The New Language Of A Highly Effective Cybersecurity Leader

Every organization is a potential target for a cyberattack. The impact can be devastating, from loss of data and customer trust to significant financial losses. In fact, the overall security environment has become so demanding that there has been a growing focus on developing a new breed of security leaders.

Organizations are looking for leaders that are able to not only design robust security systems to protect against the onslaught of cyberattacks, but are also able to develop an effective security strategy that aligns with the business. It is no wonder that the role of Chief Information Security Officers (CISOs) have evolved in the last couple of years, from technical security gurus in the back office to governance, risk and compliance managers with board visibility. In fact, one of the key characteristics of a highly effective security leader is to straddle that fence between technology and business, and communicate risks in the right language to the different stakeholders in the organization:

• Communications to C-suite and the board – Without support at the executive and board level, (and the organizational structure and budget that comes along with it), a security leader cannot execute on his or her strategy. While security practitioners may be worried about attacks, and details of an intrusion, board members and the C-suite are more worried about risks, compliance and availability.

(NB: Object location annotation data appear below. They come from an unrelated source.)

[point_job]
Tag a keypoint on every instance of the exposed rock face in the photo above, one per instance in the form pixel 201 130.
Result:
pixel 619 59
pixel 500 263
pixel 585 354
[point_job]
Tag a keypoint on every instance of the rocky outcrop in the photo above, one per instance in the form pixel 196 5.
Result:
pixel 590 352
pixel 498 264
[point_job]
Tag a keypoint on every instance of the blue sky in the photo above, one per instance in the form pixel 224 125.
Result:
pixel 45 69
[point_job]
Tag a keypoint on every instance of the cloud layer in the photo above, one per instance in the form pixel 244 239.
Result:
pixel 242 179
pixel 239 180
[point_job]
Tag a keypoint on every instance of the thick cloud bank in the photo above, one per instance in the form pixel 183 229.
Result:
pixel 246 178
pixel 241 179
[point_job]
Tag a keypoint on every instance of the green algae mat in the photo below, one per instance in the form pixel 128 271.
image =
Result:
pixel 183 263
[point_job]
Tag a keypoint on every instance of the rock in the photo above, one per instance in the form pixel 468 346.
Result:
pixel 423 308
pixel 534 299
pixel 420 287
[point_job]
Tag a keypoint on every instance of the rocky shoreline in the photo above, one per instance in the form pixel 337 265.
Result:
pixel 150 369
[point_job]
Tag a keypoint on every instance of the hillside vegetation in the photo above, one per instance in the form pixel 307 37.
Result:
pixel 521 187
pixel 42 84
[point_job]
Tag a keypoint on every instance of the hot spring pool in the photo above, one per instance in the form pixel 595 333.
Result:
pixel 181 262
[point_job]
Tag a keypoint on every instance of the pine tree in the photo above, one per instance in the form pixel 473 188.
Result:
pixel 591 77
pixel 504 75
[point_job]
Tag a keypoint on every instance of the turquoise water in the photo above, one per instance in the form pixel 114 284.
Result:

According to the IBM 2013 Chief Information Security Officer Survey, each C-suite executive has a different security worry– “CEOs are most sensitive about negatively impacting brand reputation or customer trust. CFOs fret about financial losses due to a breach or incident. COOs lose sleep over operational downtime. Finally, CIOs have a broad set of concerns, including breaches, data loss and implementing new technologies”. A cybersecurity leader needs to be able to demonstrate how he or she is balancing business needs with security risks, and has to be able to translate these into metrics that are well understood at the C-suite and board level. The ability to show dollar return on security initiatives is critical to ensure continued executive support on security investments.

The good news is that the interaction at this level is increasing. According to this year’s Global Information Security Survey (PDF) from consultancy Ernst & Young, 35 percent of information security professionals report quarterly on the state of information security to the company board and the chief executive and about 10 percent report monthly. This is a significant contrast to last year, when no information security professionals said they reported to senior executives.

• Communications to security practitioners – While lines of business leaders or application developers may more easily consider initiatives that can enable the organization, security practitioners generally have a more risk-averse attitude and the first reaction is to say no to any new request that impacts how they’ve designed their existing security systems. The more practical perspective is a managing business needs and security risks. For example, having a completely closed, secure, wired-only network where every user needs to be physically in the building using only sanctioned, IT-managed, PCs bolted to the wall is just not a realistic way to address threats introduced in the network by mobile devices. A better mobile cybersecurity strategy is one where laptops, smart devices and tablets are allowed onto the network, but depending on the device, the user and the state of the device, different types of application access are allowed.

A cybersecurity leader must start with a clear understanding of current business objectives and future plans – from internal organizational changes such as mergers, acquisitions and a focus on new markets, to collaboration with external entities like partners, contractors, and countries of interest.

With this foundation, he or she can determine where the most important data resides, who should have access to them, how they should access them, what types of compliance requirements need to be addressed and determine what security options are possible. The visibility into security options provides an effective way to understand risk and reward tradeoffs.

Security innovation must be the enabler. Just as hackers continually refine their attack techniques, the only way to keep up with the new attack and threat landscape is to understand what technology arsenal is available. There is the propensity to adopt the latest “cool” point product that is the silver bullet to solve the latest security woes, but it’s better to consider selection criteria such as how the solution solves the problem holistically, operational flexibility and integration. For example, security solutions that deliver policies that enable, policies that are flexible and agile, and policies that can be managed easily will provide more value than a complicated point solution that solves one problem and requires exorbitant consulting services to deploy.

• Communications to users – An cybersecurity strategy is ineffective unless it is communicated effectively to users in the company. Cybersecurity leaders must communicate security processes frequently to all employees, and monitor acknowledgement of this in employee code of business records. Security awareness must permeate every level of the organization, and all employees must understand the appropriate use of organization assets, data and technology.

In summary, the most effective CISOs today can’t just be experts in security. Organizations need a versatile security leader that also possesses the business acumen to strategize and act as the security and business liaison. An effective cybersecurity leader speaks a new language– one that is a blend of technology and business.